“A Troublesome Inheritance: Genes, Race and Human History is a 2014 book by Nicholas Wade, a retired science reporter for The New York Times.[1][2][3][4][5][6] Wade argues that “human evolution has been recent, copious and regional”[7] and that this has important implications for the social sciences.[8] The book has been widely denounced by scientists.[9][10]”
The book has not been well received by much of the scientific community, including many of the scientists upon whose work the book was based. On 8 August 2014, The New York Times Book Review published an open letter signed by 144 faculty members in population genetics and evolutionary biology. The letter read:
"As discussed by Dobbs and many others, Wade juxtaposes an incomplete and inaccurate account of our research on human genetic differences with speculation that recent natural selection has led to worldwide differences in I.Q. test results, political institutions and economic development. We reject Wade’s implication that our findings substantiate his guesswork. They do not.
We are in full agreement that there is no support from the field of population genetics for Wade’s conjectures.[9][10]"
I look forward to you “outmaneuvering” me to explain how the book you posted that you described as a “great book” but whose conclusions were denounced by the very scientists whose work led to the book with a direct quote stating “We reject Wade’s implication that our findings substantiate his guesswork. They do not. We are in full agreement that there is no support from the field of population genetics for Wade’s conjectures” is, in fact, a great book.
Literally, the scientists who did the work - 144 of them! - wrote and signed a letter stating that there is no support from the field of population genetics for Wade’s conjectures.
This is like posting Andrew Wakefield’s work on vaccines and calling it a “great book.”
And there are tons of scientists who say climate change is happening, but clearly that’s not political?
Do you think scientists are going to come out in support for something that says blacks are less intelligent than asians on average? It will literally kill their career, they can lose funding.
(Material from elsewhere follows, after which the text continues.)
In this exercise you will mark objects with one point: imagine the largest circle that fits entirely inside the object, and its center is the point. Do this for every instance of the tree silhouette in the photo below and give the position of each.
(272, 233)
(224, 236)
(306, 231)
Recently a professor at the University of Toronto named Jordan Peterson lost his research grant for the first time in his career just after he said political correctness had gone too far and he refused to use gender neutral pronouns
Probably because a) no one cares b) no one wants to set policy to ensure a height standard, and c) everyone else understands height (or IQ) is literally 1 factor that means nothing by itself.
You don’t think a collective average IQ means anything towards success vs a different people group?
Not talking race - family, neighborhood, city, state, nation. Any of these.